Camelot has been accused of using its position as the National Lottery operator to distort the bid process to operate the franchise. Two MPs have written to the Gambling Commission accusing the company of taking credit for the money raised for charitable causes from ticket sales. The MPs also question the company’s actions in placing an advertisement highlighting charitable contributions in a publication circulated only to MPs.
Carolyn Harris MP and Richard Holden MP have written to the UKGC expressing concern that the incumbent franchise operator displays its own corporate branding more prominently than the lottery franchise’s branding. They believe it is deliberate and will put the company in a better position when the franchise goes back out to tender at a later date.
Both Harris and Holden are both members of the Gambling Related Harm All-Party Parliamentary Group; Harris is the Chair, and Holden is the Vice-Chair. The APPG also includes Sir Mark Hendrick MP, Sammy Wilson MP, The Rt Hon. Stephen Timms MP, Mark Menzies MP and former Conservative leader and previous leader of the opposition, Sir Iain Duncan Smith MP.
On excerpt of the letter, which was published in the Evening Standard, reads: “We have noticed there have been numerous instances when Camelot have announced initiatives that appear to conflate its role as operator with that of the National Lottery.”
“It’s unclear to us how an advertising campaign in The House Magazine….serves to promote the National Lottery in order to increase returns to good causes.”
“We fear this is creating an unfair process that threatens the credibility of the National Lottery and you as a regulator. We are fearful that if the competition continues to allow the incumbent to mislead audiences as to its role in relation to good causes, it will lead to a situation where Camelot is awarded the licence for a fourth time, and no credible bidders will be forthcoming in future competitions.”

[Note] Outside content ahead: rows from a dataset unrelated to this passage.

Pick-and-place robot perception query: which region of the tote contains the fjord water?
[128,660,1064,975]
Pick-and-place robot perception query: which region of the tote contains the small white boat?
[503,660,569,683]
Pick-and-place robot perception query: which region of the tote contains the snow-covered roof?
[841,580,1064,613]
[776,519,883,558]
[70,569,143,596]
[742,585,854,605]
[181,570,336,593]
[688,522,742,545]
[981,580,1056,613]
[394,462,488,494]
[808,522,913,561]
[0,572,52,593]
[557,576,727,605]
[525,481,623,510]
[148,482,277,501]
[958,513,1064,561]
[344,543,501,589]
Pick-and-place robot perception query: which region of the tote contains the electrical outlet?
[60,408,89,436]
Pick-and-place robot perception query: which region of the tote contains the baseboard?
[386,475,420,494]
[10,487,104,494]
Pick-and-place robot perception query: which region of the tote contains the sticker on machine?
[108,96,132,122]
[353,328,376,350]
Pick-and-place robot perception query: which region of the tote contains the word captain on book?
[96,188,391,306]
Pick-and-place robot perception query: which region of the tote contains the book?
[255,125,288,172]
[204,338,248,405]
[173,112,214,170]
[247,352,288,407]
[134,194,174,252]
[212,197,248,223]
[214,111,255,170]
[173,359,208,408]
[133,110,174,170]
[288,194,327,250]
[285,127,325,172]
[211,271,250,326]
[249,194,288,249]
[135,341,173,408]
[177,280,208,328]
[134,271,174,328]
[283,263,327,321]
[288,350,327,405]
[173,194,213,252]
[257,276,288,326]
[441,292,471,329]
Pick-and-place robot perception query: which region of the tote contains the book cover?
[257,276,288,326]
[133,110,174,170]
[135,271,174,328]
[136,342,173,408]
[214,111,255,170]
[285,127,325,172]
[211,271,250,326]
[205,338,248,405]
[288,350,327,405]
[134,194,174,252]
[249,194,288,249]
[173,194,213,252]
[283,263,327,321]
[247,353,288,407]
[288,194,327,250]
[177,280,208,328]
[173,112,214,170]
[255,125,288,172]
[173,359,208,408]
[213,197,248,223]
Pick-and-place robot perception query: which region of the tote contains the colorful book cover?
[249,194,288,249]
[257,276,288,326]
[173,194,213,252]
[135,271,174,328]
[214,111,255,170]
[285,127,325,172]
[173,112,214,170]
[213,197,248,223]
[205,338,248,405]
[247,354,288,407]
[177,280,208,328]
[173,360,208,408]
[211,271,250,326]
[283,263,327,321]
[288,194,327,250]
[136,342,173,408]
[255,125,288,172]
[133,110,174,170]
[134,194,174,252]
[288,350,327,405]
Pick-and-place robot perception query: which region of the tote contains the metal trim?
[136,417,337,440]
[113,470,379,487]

Camelot is the only company that has won the National Lottery’s right since its launch in November 1994. Currently, 53% of a ticket sale goes towards the prize money, and 25% goes to charity and ‘good causes’. 12% is paid to the UK Government in taxes, with retailers earning 4%. Camelot receives 5p in the £, with 4p spent on operating costs and the remaining 1p is profit.
Many critics have slammed this business model, calling for a non-profit model. As the Independent news paper said of the situation, ‘no other private company enjoys a government-protected monopoly, and free prime-time television publicity every week as Camelot does.’
In 1994, Virgin owner Richard Branson bid to run the lottery on a not-for-profit basis promising more returns to good causes, his bid failed, as did a later attempt in 2000. On that occasion, only a decision by the High Court to overturn a decision to ban Camelot prevented a Branson victory.
Camelot said in response to the letter sent by Harris and Holden: “Camelot is doing all it can to maximise returns to Good Causes and promote The National Lottery brand in accordance with its licence and duties. The assertions made are wrong, and the distinction between the role of Camelot and The National Lottery was accurate and made clear in all materials. At no time has money allocated for Good Causes been used for Camelot’s benefit.
Criticising Camelot’s decision to use £1m of its own money to support a brilliant initiative by The Daily Mail to provide computers for children home-schooling, or to help fund a local bike scheme, is a surprise.
The decision to support projects like these is in keeping with Camelot’s commitment to make a positive impact and help where it can.”
The UKGC launched the fourth National Lottery licence tender in the summer of last year. The winner will take over running the franchise in 2023.